Du ahnst schon, worauf ich hinauswill. Lass den Algo sein, was er ist: Gesetzmäßigkeiten für die Maschine. LinkedIn muss einen Filter einbauen, damit wir nicht im Millisekundentakt neue Beiträge in den Feed gespült bekommen. Es braucht einen Zwischenschritt, damit es für uns als Leser noch spannend ist. Und dieser Filter heißt Relevanz. Das bewertet LinkedIn immer wieder neu, je nachdem wie wir uns dort verhalten. (PS: die Tatsache, dass dort nun immer mehr belanglose KI-genierte Posts erscheinen, verändert auch deinen Feed – und ich wage zu behaupten, nicht immer positiv.) Letztlich siehst du aber selbst am besten, ob du relevant bist für deine Leser. Nämlich daran, ob sie darauf reagieren. Denn auch das konnte man über die Jahre beobachten. Auch wenn die Reichweite in den letzten 2-3 Jahren massiv eingebrochen ist: Die Interaktionen bleiben stabil. Wenn deine Inhalte für „deine“ Menschen taugen, werden sie weiterhin darauf reagieren.

Was sagt uns die Reichweite?

Das bringt mich dann auch zu einem weiteren Gedankengang: Stell dir vor, LinkedIn würde die Zahl der Views (Impressions, Reichweite) nicht mehr anzeigen. Nur noch die Interaktionen blieben sichtbar. Denn, Spoiler: ich glaube ohnehin, dass die Zahl der Reichwiete nichts aussagt. Wieviel Menschen könnten theoretisch den Beitrag in ihrem Feed wahrgenommen haben? Hilft mir nicht. Und der Wert scheint mir auch oft gewürfelt. Die Zahl ist absolut gesunken, das ist höchst demotivierend, weil man sich ja immer wünscht, dass man gut ankommt mit seinen Themen. Aber die Reaktionen sind doch immer noch ähnlich wie zu Zeiten hoher Impressions. Und spätestens wenn man sich die Zahl der Views zu Kommentare anschaut, merkt man, wie absurd das ist.
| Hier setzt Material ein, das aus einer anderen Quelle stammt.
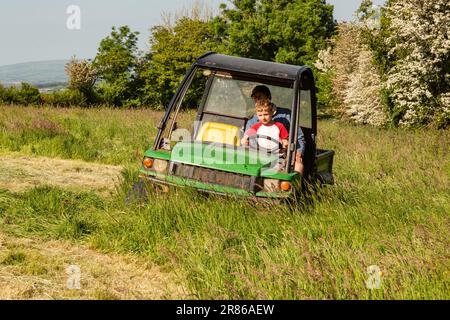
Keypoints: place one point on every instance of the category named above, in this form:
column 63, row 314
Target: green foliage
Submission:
column 82, row 77
column 173, row 50
column 115, row 64
column 283, row 31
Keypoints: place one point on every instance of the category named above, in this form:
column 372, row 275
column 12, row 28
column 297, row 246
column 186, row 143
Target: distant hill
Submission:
column 42, row 74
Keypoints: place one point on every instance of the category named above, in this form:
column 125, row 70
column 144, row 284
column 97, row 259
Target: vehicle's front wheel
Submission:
column 138, row 193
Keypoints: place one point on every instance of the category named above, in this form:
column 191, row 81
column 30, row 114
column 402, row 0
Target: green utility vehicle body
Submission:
column 208, row 156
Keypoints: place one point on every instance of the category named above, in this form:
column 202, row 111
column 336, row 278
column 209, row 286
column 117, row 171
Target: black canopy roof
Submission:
column 257, row 67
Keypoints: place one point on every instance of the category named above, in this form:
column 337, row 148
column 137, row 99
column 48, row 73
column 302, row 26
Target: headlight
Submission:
column 160, row 165
column 271, row 185
column 147, row 163
column 275, row 185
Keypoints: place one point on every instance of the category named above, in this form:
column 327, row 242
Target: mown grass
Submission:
column 389, row 207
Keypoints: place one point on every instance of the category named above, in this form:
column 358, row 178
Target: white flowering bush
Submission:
column 356, row 81
column 362, row 97
column 419, row 82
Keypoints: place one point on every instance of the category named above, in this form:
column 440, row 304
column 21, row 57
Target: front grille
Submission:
column 227, row 179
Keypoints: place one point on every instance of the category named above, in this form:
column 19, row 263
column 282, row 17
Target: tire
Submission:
column 138, row 193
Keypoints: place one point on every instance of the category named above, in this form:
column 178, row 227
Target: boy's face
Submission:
column 265, row 116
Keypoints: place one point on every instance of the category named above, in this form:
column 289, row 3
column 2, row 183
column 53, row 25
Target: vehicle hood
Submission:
column 223, row 157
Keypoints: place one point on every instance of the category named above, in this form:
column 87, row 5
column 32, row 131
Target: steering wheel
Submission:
column 253, row 143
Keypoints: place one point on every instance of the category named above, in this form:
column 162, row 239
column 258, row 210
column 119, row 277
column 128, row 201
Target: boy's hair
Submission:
column 264, row 105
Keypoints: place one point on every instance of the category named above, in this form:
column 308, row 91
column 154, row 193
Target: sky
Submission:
column 36, row 30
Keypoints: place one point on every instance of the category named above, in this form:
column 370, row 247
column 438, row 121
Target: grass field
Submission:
column 389, row 208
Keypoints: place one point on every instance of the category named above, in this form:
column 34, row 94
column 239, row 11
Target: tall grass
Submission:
column 389, row 207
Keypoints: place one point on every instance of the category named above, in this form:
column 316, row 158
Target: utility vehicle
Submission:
column 202, row 149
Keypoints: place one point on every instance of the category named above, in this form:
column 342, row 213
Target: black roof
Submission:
column 245, row 65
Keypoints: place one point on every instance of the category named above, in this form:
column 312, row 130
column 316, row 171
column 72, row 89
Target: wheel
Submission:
column 254, row 143
column 138, row 193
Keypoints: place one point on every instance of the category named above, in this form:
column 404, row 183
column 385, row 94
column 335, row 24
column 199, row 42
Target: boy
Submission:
column 267, row 127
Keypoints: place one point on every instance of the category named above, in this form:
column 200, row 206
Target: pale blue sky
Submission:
column 34, row 30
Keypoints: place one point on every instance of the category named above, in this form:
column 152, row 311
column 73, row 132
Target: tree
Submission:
column 419, row 81
column 286, row 31
column 277, row 30
column 82, row 77
column 173, row 50
column 357, row 85
column 116, row 63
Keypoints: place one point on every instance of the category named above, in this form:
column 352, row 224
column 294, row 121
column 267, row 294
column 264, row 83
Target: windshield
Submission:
column 231, row 97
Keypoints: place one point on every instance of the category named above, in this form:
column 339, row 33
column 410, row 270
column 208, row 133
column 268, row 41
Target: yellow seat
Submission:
column 219, row 132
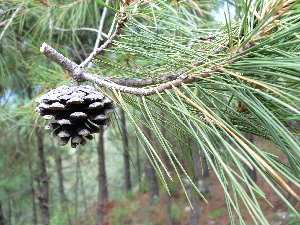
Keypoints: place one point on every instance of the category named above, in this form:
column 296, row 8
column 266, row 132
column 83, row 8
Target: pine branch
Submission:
column 80, row 74
column 105, row 45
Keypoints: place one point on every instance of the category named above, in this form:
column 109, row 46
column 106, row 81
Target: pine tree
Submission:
column 212, row 81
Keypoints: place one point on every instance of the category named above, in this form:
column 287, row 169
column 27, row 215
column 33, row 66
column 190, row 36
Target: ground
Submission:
column 136, row 211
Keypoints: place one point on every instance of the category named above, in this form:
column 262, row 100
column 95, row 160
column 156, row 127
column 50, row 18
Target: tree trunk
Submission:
column 34, row 214
column 2, row 220
column 151, row 174
column 125, row 153
column 251, row 172
column 103, row 193
column 10, row 213
column 168, row 196
column 82, row 186
column 138, row 162
column 43, row 182
column 195, row 198
column 59, row 170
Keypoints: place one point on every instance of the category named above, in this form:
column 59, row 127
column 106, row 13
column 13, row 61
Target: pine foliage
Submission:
column 254, row 89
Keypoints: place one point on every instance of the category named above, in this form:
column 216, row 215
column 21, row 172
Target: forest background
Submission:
column 218, row 145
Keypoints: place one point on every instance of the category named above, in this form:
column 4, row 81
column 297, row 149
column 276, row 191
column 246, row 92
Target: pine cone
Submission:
column 78, row 111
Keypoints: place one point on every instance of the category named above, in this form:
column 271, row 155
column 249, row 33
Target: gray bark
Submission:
column 125, row 152
column 102, row 182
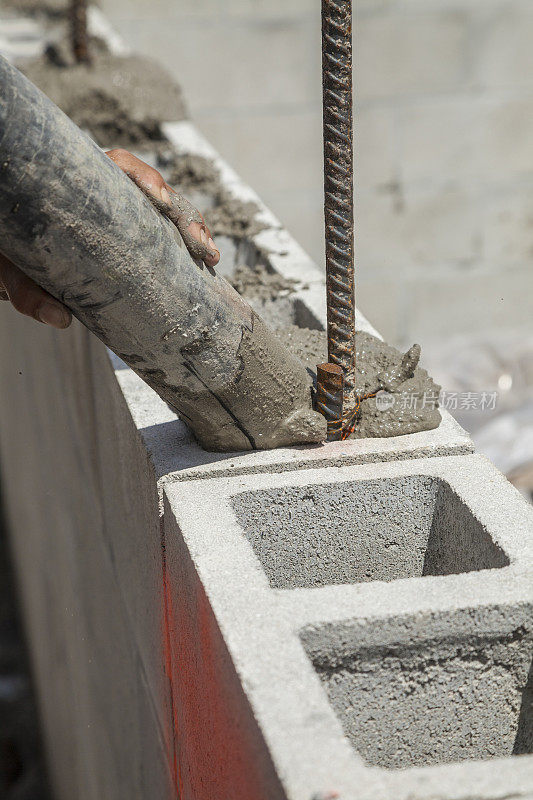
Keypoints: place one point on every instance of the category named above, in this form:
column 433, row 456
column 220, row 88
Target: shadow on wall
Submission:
column 22, row 773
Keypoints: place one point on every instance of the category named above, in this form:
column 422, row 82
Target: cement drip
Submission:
column 119, row 100
column 407, row 390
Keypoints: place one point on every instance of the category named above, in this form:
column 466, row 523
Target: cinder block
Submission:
column 425, row 665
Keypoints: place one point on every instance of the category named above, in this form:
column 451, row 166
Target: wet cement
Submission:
column 257, row 283
column 119, row 100
column 407, row 400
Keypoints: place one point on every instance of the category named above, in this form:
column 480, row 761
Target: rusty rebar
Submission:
column 329, row 397
column 338, row 190
column 78, row 29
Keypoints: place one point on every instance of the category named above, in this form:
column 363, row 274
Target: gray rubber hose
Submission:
column 75, row 224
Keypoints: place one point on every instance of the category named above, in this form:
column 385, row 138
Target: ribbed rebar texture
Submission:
column 329, row 398
column 78, row 23
column 338, row 188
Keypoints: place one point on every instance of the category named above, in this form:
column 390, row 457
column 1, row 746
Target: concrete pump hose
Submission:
column 81, row 229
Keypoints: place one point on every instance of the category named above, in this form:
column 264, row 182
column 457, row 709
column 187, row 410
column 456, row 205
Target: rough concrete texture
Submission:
column 418, row 668
column 421, row 701
column 118, row 99
column 178, row 656
column 365, row 531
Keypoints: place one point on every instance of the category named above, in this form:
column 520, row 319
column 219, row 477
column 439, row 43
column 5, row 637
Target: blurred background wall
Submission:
column 444, row 140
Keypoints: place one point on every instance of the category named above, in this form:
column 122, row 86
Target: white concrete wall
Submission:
column 444, row 140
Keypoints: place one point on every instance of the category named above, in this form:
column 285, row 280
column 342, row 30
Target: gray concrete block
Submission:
column 418, row 668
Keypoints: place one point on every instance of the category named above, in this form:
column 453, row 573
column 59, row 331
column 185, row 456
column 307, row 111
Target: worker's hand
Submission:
column 185, row 216
column 30, row 299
Ich habe nicht selten erlebt, dass ein Kommentar mehr Views als der Hauptbeitrag dazu bekommen hat. Oder dass ich bei einem Kommentar im Stile von „toller Beitrag“ eine vierstellige Reichweite einfahre (auch wenn der ganze Post nur drei Likes hatte), und anderswo mit einem qualitativ hohem Kommentar mit 2-3 Views vor mich hindümpele, auch wenn der Post scheinbar durch die Decke gegangen ist. Das scheint mir doch sehr eine Mondzahl zu sein.
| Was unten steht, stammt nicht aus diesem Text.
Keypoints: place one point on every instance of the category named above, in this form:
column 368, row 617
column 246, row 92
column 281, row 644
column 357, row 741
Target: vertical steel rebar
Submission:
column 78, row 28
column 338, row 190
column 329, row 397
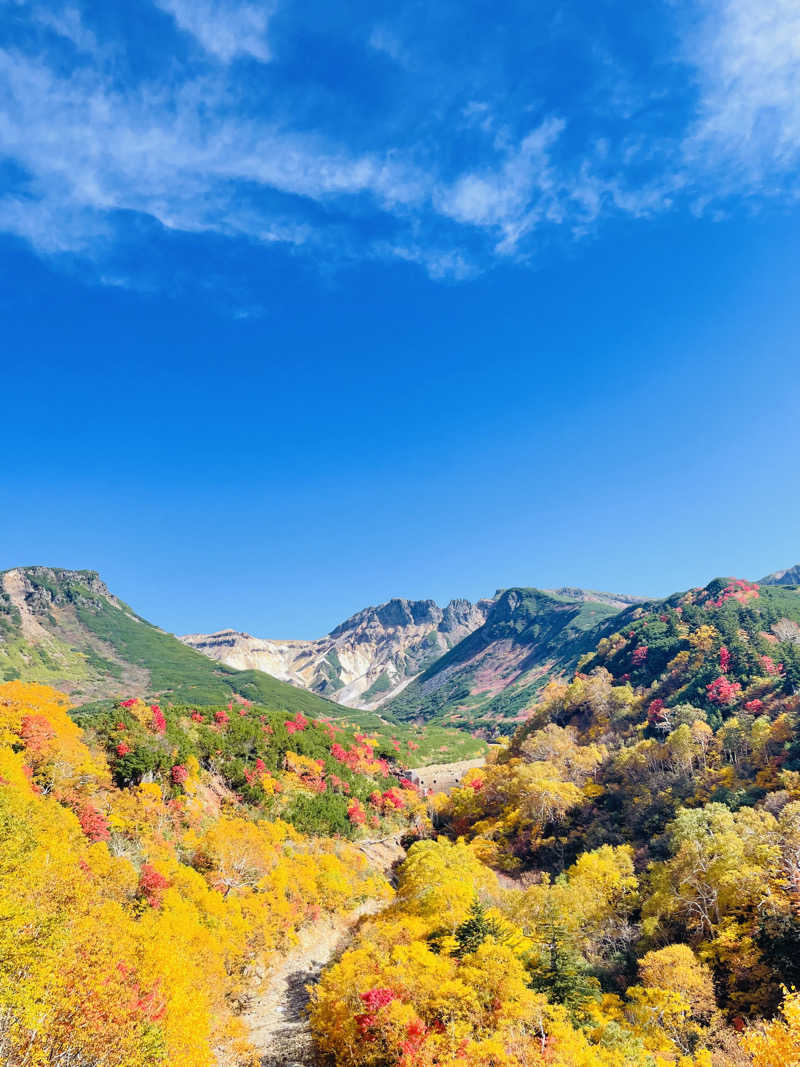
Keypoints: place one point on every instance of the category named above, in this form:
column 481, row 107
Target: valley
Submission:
column 612, row 881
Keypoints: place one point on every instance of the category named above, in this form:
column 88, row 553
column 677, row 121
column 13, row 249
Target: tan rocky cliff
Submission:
column 364, row 662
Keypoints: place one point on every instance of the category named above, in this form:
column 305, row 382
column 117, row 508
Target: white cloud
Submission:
column 182, row 153
column 225, row 30
column 747, row 54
Deshalb stellt sich wirklich die Frage: Brauchen wir diese Kennzahl? Verwirrt sie nicht mehr, als dass sie steuert?

Oder eben auch: Was würden wir anders machen, wenn wir die Reichweite nicht kennen würden? Würden wir unsere Strategie anders gestalten? Ich glaube nicht.

Denn: Impressionen bedeuten nicht:

  • Ich werde gesehen.
  • Ich mache es richtig.
  • Ich bin relevant.

Es ist eine bloße Zahl, der wir oft hinterherjagen, die uns aber nicht wirklich weiterhilft.

Wenn diese Kennzahl wegfiele, würden wir uns:

  • weniger vergleichen
  • weniger performen
  • weniger optimieren
  • weniger „Content fürs System“ machen
  • und viel weniger den Algorithmus fetischisieren
 
Dann können wir uns auf das fokussieren, was wirklich wichtig ist. Relevanz.